Dear Editor,
Permit me to inform your readership of grave developmental erosion that is seeping into the Board of Directors of the Guyana Power and Light Incorporated (GPL). I hope to reach the new Chairman of the Trade Union Recognition Board (TURB) Dr. Nanda Gopaul, whose intervention, in particular, would be most welcomed.
NAACIE, one of the unions that is recognized to represent the junior staff of GPL is required to engage the Management of GPL in relation to workers’ rights, the upholding of the Collective Labour Agreement (CLA), the continuance/security of GPL’s business. In brief, the purpose of NAACIE is securing improvements in pay, benefits, working conditions, or social and political status through collective bargaining with GPL’s Management to the benefit of all employees under its stewardship.
Editor, the aforementioned responsibilities of NAACIE cannot happen if you have the General-Secretary (GS) of said Union selecting himself to sit on the Board of Directors of GPL without the consent of the Council of said Union. The GS’s self-proclaimed role as Chief Negotiator for workers’ rights is unilateral, ultra vires, in contravention of good trade union practices and capricious. While it is not unusual for a workers’ representative to sit on the Board of Directors, the GS’s acceptance of the post of Director on the Board of Directors of GPL is a clear conflict of interest as a member of the very Board that will through management sit at the bargaining table with the very Union of which the GS is the administrative Head.
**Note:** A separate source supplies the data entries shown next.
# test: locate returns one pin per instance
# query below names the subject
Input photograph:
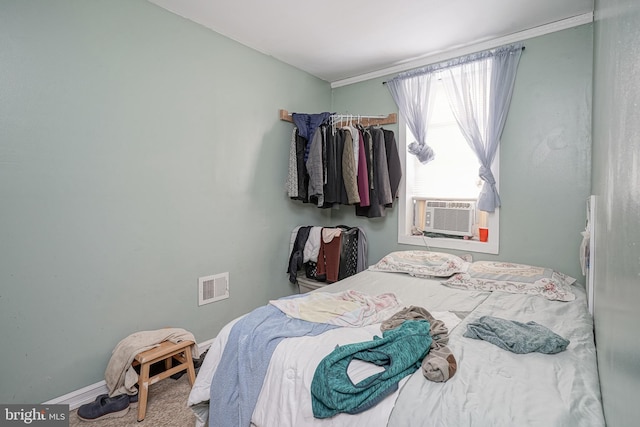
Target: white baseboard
(87, 394)
(77, 398)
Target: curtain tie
(486, 175)
(422, 151)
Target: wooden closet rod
(363, 120)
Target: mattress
(491, 387)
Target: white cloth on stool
(120, 376)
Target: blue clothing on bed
(516, 337)
(400, 351)
(237, 381)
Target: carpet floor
(166, 407)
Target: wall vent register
(213, 288)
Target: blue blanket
(516, 337)
(237, 381)
(400, 352)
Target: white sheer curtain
(411, 94)
(479, 90)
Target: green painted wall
(544, 157)
(616, 184)
(138, 152)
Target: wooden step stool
(167, 351)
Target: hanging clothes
(393, 162)
(351, 165)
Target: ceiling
(341, 39)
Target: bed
(492, 384)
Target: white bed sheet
(490, 384)
(298, 357)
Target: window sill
(489, 247)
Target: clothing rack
(351, 118)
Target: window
(451, 176)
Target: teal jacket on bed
(400, 352)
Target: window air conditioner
(454, 217)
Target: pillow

The GS is answerable to the Executive Council of NAACIE.
When the workers reach out to this council to seek clarity as to how this conflict of interest may be best resolved, it was shocking to find out that the council is fractionated in its response from being unaware to sleeping. You cannot be a Director for the Company on one hand and on the other hand petitioning that same Company with respect to the CLA. It’s utterly impossible to remain partial, to separate the two portfolios.
Workers are frustrated; they have lost confidence in the GS of NAACIE. The failures of the GS resulted in the failure of the negotiations and the staff who work assiduously on the front-lines to maintain the electric infrastructure and provide customer care to the 180 thousand plus customers, still have not received back pay, or increase in salary or a bonus over the last year.
It is my hope that this letter would send a stern warning to NAACIE to get its act together immediately as the staff at GPL is fed-up with the status quo.